For once being jet-lagged and wide awake at 4:00 am played to our advantage. Upon arrival to Ethiopia, the fertilizer metering mechanism for the planter wasn’t performing well and we had to fix it before heading to the fields. So day two of our trip started early.

The large selection of tools we brought in our suitcases started to come in handy, with the hot glue gun quickly becoming our weapon of choice. Serious changes had to be made to our device, and our team had to get creative. We weren’t just gluing, but rather building entire parts out of hot glue, effectively transforming our tool into a 3D printer. By breakfast, things were looking much brighter. It would be the first test of our planter on Ethiopian soil, its “home turf,” and finally our metering was functioning properly.

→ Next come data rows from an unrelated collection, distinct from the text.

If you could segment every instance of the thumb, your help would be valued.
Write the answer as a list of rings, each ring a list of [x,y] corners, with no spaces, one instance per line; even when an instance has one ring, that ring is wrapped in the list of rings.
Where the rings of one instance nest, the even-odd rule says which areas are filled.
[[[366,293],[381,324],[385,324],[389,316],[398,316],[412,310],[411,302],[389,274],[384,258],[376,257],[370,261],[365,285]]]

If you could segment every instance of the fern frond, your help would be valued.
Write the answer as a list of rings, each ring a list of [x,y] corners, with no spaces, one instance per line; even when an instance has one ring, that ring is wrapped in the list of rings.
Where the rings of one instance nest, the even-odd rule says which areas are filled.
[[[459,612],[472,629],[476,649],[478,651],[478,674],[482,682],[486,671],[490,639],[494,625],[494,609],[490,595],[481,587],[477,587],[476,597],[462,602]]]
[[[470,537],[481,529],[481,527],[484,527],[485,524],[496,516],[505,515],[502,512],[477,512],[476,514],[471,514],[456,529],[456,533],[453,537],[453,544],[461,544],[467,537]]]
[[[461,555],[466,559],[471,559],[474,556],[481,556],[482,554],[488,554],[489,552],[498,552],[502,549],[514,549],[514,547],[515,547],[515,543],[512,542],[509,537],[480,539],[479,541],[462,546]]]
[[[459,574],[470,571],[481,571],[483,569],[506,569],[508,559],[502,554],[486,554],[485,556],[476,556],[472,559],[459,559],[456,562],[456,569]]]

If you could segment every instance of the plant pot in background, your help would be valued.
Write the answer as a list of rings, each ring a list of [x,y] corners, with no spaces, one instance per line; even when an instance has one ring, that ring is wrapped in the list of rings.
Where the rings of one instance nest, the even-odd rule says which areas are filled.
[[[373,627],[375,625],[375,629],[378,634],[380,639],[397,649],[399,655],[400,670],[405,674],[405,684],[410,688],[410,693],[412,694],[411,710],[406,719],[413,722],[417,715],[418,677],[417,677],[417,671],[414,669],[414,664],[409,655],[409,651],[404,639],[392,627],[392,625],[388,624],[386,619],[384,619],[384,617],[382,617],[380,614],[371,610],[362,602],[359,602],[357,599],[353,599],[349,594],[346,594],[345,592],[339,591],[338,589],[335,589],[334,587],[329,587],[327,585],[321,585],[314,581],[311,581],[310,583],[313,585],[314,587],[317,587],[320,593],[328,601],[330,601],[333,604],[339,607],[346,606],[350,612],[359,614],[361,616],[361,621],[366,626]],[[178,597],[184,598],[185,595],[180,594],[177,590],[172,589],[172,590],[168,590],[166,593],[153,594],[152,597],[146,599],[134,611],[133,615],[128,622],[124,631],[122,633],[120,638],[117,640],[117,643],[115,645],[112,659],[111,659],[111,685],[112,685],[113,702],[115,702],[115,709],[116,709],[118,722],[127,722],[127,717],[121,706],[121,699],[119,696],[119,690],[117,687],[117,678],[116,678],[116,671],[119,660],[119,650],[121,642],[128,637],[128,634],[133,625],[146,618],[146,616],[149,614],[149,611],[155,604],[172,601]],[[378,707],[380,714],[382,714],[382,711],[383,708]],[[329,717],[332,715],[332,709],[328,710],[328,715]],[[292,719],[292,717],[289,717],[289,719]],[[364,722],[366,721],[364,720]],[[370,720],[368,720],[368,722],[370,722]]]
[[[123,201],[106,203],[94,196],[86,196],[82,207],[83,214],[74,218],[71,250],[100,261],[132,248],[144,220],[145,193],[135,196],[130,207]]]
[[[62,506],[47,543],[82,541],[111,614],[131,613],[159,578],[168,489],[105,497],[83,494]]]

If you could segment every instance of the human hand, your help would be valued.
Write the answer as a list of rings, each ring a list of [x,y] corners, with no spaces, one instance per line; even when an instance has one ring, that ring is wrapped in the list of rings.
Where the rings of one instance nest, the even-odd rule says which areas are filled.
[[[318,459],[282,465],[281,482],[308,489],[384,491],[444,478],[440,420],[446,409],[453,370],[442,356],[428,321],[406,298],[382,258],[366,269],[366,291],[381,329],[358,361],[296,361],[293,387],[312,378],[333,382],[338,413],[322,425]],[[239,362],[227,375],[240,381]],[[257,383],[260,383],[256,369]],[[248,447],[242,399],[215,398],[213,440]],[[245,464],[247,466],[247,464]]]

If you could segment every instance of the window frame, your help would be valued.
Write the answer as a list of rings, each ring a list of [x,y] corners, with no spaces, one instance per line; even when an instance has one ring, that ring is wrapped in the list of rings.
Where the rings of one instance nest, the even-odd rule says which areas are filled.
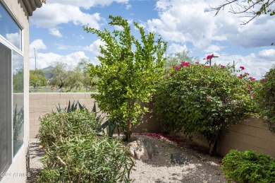
[[[16,23],[16,25],[19,27],[19,28],[21,30],[21,37],[20,37],[20,41],[21,41],[21,47],[20,47],[20,49],[18,49],[18,47],[16,47],[15,45],[13,45],[11,42],[10,42],[8,40],[7,40],[3,35],[0,35],[0,43],[1,43],[4,46],[6,47],[6,48],[8,48],[8,49],[11,49],[11,68],[8,68],[8,69],[11,69],[10,71],[10,74],[11,74],[11,80],[8,81],[8,82],[11,82],[10,83],[10,86],[11,88],[10,88],[10,91],[11,91],[11,93],[9,93],[11,98],[11,107],[9,107],[10,109],[10,111],[11,111],[11,116],[10,116],[10,118],[11,118],[11,131],[10,132],[11,133],[11,144],[10,144],[10,147],[11,148],[11,163],[13,163],[14,161],[14,159],[16,158],[16,157],[18,155],[18,153],[20,151],[21,148],[23,147],[23,144],[24,143],[21,145],[21,146],[20,147],[20,148],[18,150],[17,153],[16,155],[13,154],[13,52],[16,52],[17,54],[18,54],[19,55],[22,56],[23,57],[23,72],[25,73],[25,54],[24,54],[24,52],[25,52],[25,47],[24,47],[24,27],[22,25],[22,24],[20,23],[20,21],[18,20],[18,19],[16,18],[16,15],[12,12],[12,11],[10,9],[10,8],[7,6],[7,4],[6,4],[5,1],[4,0],[0,0],[0,6],[1,5],[3,5],[4,8],[6,10],[6,11],[8,12],[8,15],[12,18],[12,19],[14,20],[14,22]],[[25,73],[23,75],[23,78],[25,78]],[[25,95],[25,87],[23,86],[23,100],[24,100],[24,95]],[[25,101],[23,102],[25,103]],[[24,106],[24,105],[23,105]],[[24,109],[26,109],[24,106]],[[25,110],[24,110],[24,113],[25,112]],[[25,121],[25,120],[24,120]],[[25,126],[25,122],[24,122],[24,124]],[[23,131],[24,131],[24,129],[25,127],[23,127]],[[25,136],[25,134],[24,134],[24,136]],[[9,166],[11,166],[11,165],[8,165],[8,167],[5,168],[5,170],[3,170],[4,171],[6,171]],[[0,177],[0,182],[1,182],[1,177]]]

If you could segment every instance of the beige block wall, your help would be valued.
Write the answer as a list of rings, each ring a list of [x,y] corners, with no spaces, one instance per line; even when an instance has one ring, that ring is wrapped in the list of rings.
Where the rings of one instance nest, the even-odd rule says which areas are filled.
[[[226,155],[232,148],[252,149],[275,158],[275,135],[259,118],[250,117],[228,129],[228,132],[223,133],[219,141],[217,150],[221,155]]]
[[[62,108],[68,106],[71,102],[79,101],[81,105],[91,111],[94,106],[94,99],[91,98],[91,93],[30,93],[30,138],[37,138],[40,127],[39,117],[56,111],[56,106],[60,104]],[[150,107],[149,105],[147,107]],[[97,111],[99,110],[97,106]],[[133,132],[154,132],[161,131],[159,124],[156,120],[152,110],[148,112],[141,119],[140,125],[134,127]]]
[[[62,107],[68,106],[68,101],[80,101],[89,110],[92,110],[94,100],[91,93],[30,93],[30,138],[35,138],[40,126],[39,117],[51,111],[56,111],[59,102]],[[149,105],[152,109],[151,105]],[[97,107],[99,110],[99,108]],[[141,124],[132,129],[133,132],[160,133],[161,127],[152,110],[141,119]],[[208,147],[207,142],[201,136],[195,136],[194,141]],[[218,142],[218,153],[225,155],[231,149],[239,150],[252,149],[275,158],[275,135],[271,134],[259,118],[250,117],[243,122],[228,127]]]
[[[40,117],[52,111],[56,112],[56,106],[65,108],[69,101],[71,104],[78,101],[81,105],[92,110],[94,100],[91,98],[91,93],[30,93],[30,138],[37,137],[38,130],[40,127]]]
[[[185,137],[182,134],[180,136]],[[195,136],[193,141],[208,148],[207,141],[201,136]],[[275,135],[260,119],[250,117],[243,122],[229,126],[228,131],[222,133],[218,141],[217,153],[225,155],[231,149],[253,150],[275,158]]]
[[[6,4],[19,23],[24,28],[23,30],[23,47],[24,53],[24,141],[23,147],[13,158],[13,163],[7,170],[6,175],[1,182],[25,182],[27,178],[25,153],[28,146],[29,140],[29,18],[25,13],[25,8],[21,0],[1,0]],[[21,173],[22,175],[16,175]],[[16,175],[14,175],[16,174]]]

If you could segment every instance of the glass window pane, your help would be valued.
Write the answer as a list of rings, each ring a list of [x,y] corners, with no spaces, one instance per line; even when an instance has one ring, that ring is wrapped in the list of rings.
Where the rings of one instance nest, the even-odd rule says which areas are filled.
[[[13,52],[13,156],[24,137],[24,58]]]
[[[11,50],[0,43],[0,172],[5,172],[12,158]]]
[[[21,29],[0,2],[0,35],[22,50]]]

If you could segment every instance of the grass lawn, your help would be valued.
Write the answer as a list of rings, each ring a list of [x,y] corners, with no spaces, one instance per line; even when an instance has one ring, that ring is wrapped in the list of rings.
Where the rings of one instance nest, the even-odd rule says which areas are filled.
[[[67,90],[68,90],[67,88],[62,88],[63,93],[66,93]],[[41,88],[37,89],[34,89],[33,88],[30,88],[29,91],[30,93],[59,93],[58,88],[54,88],[54,90],[51,90],[49,87]],[[80,90],[72,89],[68,93],[87,93],[87,92],[97,92],[97,90],[92,88],[90,90],[88,90],[88,91],[86,91],[86,88],[81,88]]]

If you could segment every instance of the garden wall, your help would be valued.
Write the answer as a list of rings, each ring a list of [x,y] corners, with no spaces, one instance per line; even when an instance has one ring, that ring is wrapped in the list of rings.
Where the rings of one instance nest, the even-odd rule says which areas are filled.
[[[90,95],[91,93],[30,93],[30,138],[35,138],[38,134],[40,126],[39,117],[56,111],[56,105],[59,103],[64,108],[68,106],[69,100],[78,100],[81,105],[85,105],[89,110],[92,110],[94,99],[91,99]],[[142,118],[141,124],[133,129],[133,132],[160,131],[159,124],[152,112],[147,112]],[[195,138],[194,141],[201,145],[208,146],[207,141],[200,138]],[[250,117],[243,122],[230,126],[229,131],[222,134],[222,138],[218,143],[217,152],[224,155],[232,148],[240,150],[252,149],[257,153],[262,152],[275,158],[275,135],[269,131],[259,119]]]
[[[94,99],[91,98],[90,93],[30,93],[30,138],[37,137],[40,127],[39,118],[52,111],[56,112],[56,106],[60,104],[62,108],[68,106],[69,100],[79,101],[81,105],[92,111]],[[149,107],[149,106],[148,106]],[[98,107],[97,107],[99,110]],[[160,132],[160,126],[151,112],[141,119],[140,126],[133,129],[133,132]]]
[[[261,119],[250,117],[243,122],[229,126],[224,131],[218,141],[217,153],[225,155],[231,149],[239,150],[252,149],[257,153],[264,153],[275,158],[275,135]],[[185,137],[183,134],[180,136]],[[194,136],[193,141],[208,147],[207,141],[202,136]]]

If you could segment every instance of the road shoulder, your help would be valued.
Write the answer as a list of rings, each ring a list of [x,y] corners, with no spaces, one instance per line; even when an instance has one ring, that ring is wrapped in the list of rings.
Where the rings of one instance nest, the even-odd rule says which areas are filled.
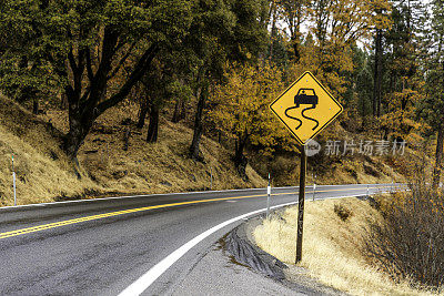
[[[290,278],[289,267],[252,241],[261,220],[242,223],[212,245],[170,295],[342,295],[301,267],[290,267]]]

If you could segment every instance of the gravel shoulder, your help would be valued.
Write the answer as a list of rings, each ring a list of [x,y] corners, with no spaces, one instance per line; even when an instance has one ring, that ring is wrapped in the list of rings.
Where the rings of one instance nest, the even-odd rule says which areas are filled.
[[[251,218],[212,245],[168,295],[343,295],[254,245]]]

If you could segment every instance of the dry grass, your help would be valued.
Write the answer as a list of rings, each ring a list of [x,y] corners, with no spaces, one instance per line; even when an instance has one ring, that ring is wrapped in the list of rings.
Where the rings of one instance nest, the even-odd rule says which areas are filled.
[[[334,212],[335,205],[346,208],[351,216],[342,221]],[[293,264],[296,217],[297,207],[290,207],[282,215],[264,221],[254,231],[258,245]],[[408,283],[395,284],[367,264],[361,252],[362,227],[366,226],[367,218],[380,220],[381,216],[367,202],[357,198],[306,203],[301,266],[321,283],[353,295],[430,295],[427,290],[412,288]]]
[[[16,156],[18,203],[40,203],[69,198],[131,193],[168,193],[265,186],[254,170],[248,167],[250,182],[236,173],[231,153],[203,137],[206,164],[186,156],[192,130],[161,119],[159,142],[144,141],[147,126],[139,131],[122,121],[137,119],[134,105],[109,110],[93,126],[79,152],[81,178],[60,150],[62,132],[68,130],[64,111],[49,111],[39,118],[0,98],[0,206],[12,205],[11,153]],[[51,124],[49,124],[50,122]],[[132,136],[123,151],[123,133]],[[211,167],[211,169],[210,169]]]

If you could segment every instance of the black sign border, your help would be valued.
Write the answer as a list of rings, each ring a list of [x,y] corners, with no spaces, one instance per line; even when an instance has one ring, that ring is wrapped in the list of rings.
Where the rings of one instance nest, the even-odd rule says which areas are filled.
[[[278,115],[278,113],[273,110],[273,104],[276,103],[279,101],[279,99],[282,98],[282,95],[284,95],[285,93],[287,93],[293,86],[294,84],[296,84],[301,79],[303,79],[306,74],[309,74],[310,76],[312,76],[314,79],[314,81],[316,81],[316,83],[325,91],[325,93],[333,100],[333,102],[336,103],[336,105],[341,109],[336,114],[334,114],[326,123],[324,123],[324,125],[322,125],[317,132],[315,132],[309,140],[304,142],[302,142],[302,140],[293,132],[293,130],[281,119],[280,115]],[[344,111],[344,108],[340,104],[340,102],[336,101],[336,99],[333,98],[333,95],[324,88],[324,85],[322,85],[317,79],[310,72],[310,71],[305,71],[296,81],[294,81],[283,93],[281,93],[281,95],[278,96],[278,99],[275,99],[270,105],[269,105],[270,110],[278,116],[278,119],[286,126],[286,129],[289,129],[289,131],[296,137],[297,142],[301,145],[305,145],[310,140],[312,140],[313,137],[315,137],[322,130],[325,129],[326,125],[329,125],[334,119],[337,118],[339,114],[342,113],[342,111]]]

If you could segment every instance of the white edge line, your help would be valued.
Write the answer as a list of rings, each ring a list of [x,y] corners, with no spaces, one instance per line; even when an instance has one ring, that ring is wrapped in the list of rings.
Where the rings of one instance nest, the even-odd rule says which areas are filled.
[[[333,198],[345,198],[345,197],[357,197],[357,196],[366,196],[366,194],[357,194],[357,195],[349,195],[349,196],[334,196],[334,197],[326,197],[323,200],[333,200]],[[293,205],[297,204],[297,202],[292,202],[292,203],[285,203],[281,205],[275,205],[272,206],[271,208],[278,208],[278,207],[283,207],[287,205]],[[229,221],[225,221],[208,231],[204,233],[201,233],[193,239],[189,241],[178,249],[175,249],[173,253],[168,255],[165,258],[163,258],[161,262],[155,264],[153,267],[151,267],[150,271],[148,271],[145,274],[143,274],[141,277],[139,277],[134,283],[132,283],[130,286],[128,286],[124,290],[122,290],[119,296],[134,296],[134,295],[140,295],[142,294],[147,288],[149,288],[155,279],[158,279],[164,272],[167,272],[168,268],[171,267],[176,261],[179,261],[183,255],[186,254],[192,247],[194,247],[196,244],[209,237],[211,234],[215,233],[216,231],[236,222],[240,220],[243,220],[245,217],[259,214],[261,212],[265,212],[266,208],[253,211],[243,215],[240,215],[238,217],[231,218]]]
[[[396,183],[395,183],[396,184]],[[386,186],[387,184],[342,184],[342,185],[319,185],[319,186],[352,186],[352,185],[379,185],[379,186]],[[312,187],[312,185],[307,185],[305,187]],[[286,187],[273,187],[274,190],[285,190],[285,188],[299,188],[299,186],[286,186]],[[40,203],[40,204],[26,204],[26,205],[12,205],[12,206],[2,206],[0,207],[1,211],[8,211],[13,208],[26,208],[26,207],[44,207],[48,205],[56,205],[56,204],[73,204],[73,203],[93,203],[99,201],[110,201],[110,200],[125,200],[125,198],[137,198],[137,197],[149,197],[149,196],[169,196],[169,195],[185,195],[185,194],[203,194],[203,193],[220,193],[220,192],[240,192],[240,191],[259,191],[259,190],[266,190],[266,187],[260,188],[243,188],[243,190],[224,190],[224,191],[195,191],[195,192],[176,192],[176,193],[161,193],[161,194],[139,194],[139,195],[127,195],[127,196],[113,196],[113,197],[102,197],[102,198],[88,198],[88,200],[77,200],[77,201],[65,201],[65,202],[51,202],[51,203]]]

An hour later we arrived at the test field. It had been irrigated for the last couple of days to mimic planting conditions, and the soil consisted of vertisol—the stickiest of all the soil types. After assembling the planter, my teammate and onetime NASA engineer Ravi Prakash picked up the handle and started pulling it down the field. The fertilizer units and metering were working great—one obstacle overcome! But suddenly, Ravi’s steps started getting smaller. Watching him was like seeing time slow down.

Barely 50 feet down the field, the wheels had picked up enough mud to make it nearly impossible to move any further. We knew the mud would be challenging but we didn’t think it would render the planter useless so quickly. Deflated, we felt like we were thrown back to the beginning of our challenge. Halfway across the world, and after so much work, we had no functional prototype.

Burlap was the answer to the teff planter's muddy wheels.

First things first, we began to rework our schedule. We knew that we needed to go back to the shop and prototype new wheels, and we needed to do it quickly. So we returned to the shop in Melkasa, part of an agricultural research center, where we had worked during our first trip to Ethiopia months before. The next couple of days were intense and energetic. Looking back at them, they were some of the most inspiring of the entire project. The guys in the shop were supportive, bringing some great skills and knowledge to our challenge, and helped immensely as we rebuilt the wheels from scratch.

For our new wheels, we tested different widths and a number of variations for spikes. But the critical idea came from Salamon, one of the local metal workers. He pulled us aside and said we should try to wrap the wheels in burlap. Burlap? He offered no rationale, but we were desperate enough to try it. Turns out, the burlap worked incredibly well, outperforming all other prototypes.

Wrapping the wheels in burlap isn’t an idea we could have ever come up with in a brainstorm, and burlap certainly isn’t on any list of new high-tech materials. However, using burlap came from keeping an open mind to trying new solutions. It came from talking to people who understand the conditions best and by sharing the excitement of this project with others to gain inspiration from a number of places. That’s what human centered design is about! That’s why I don’t consider my job just a job, but rather a way to fully engage with the world.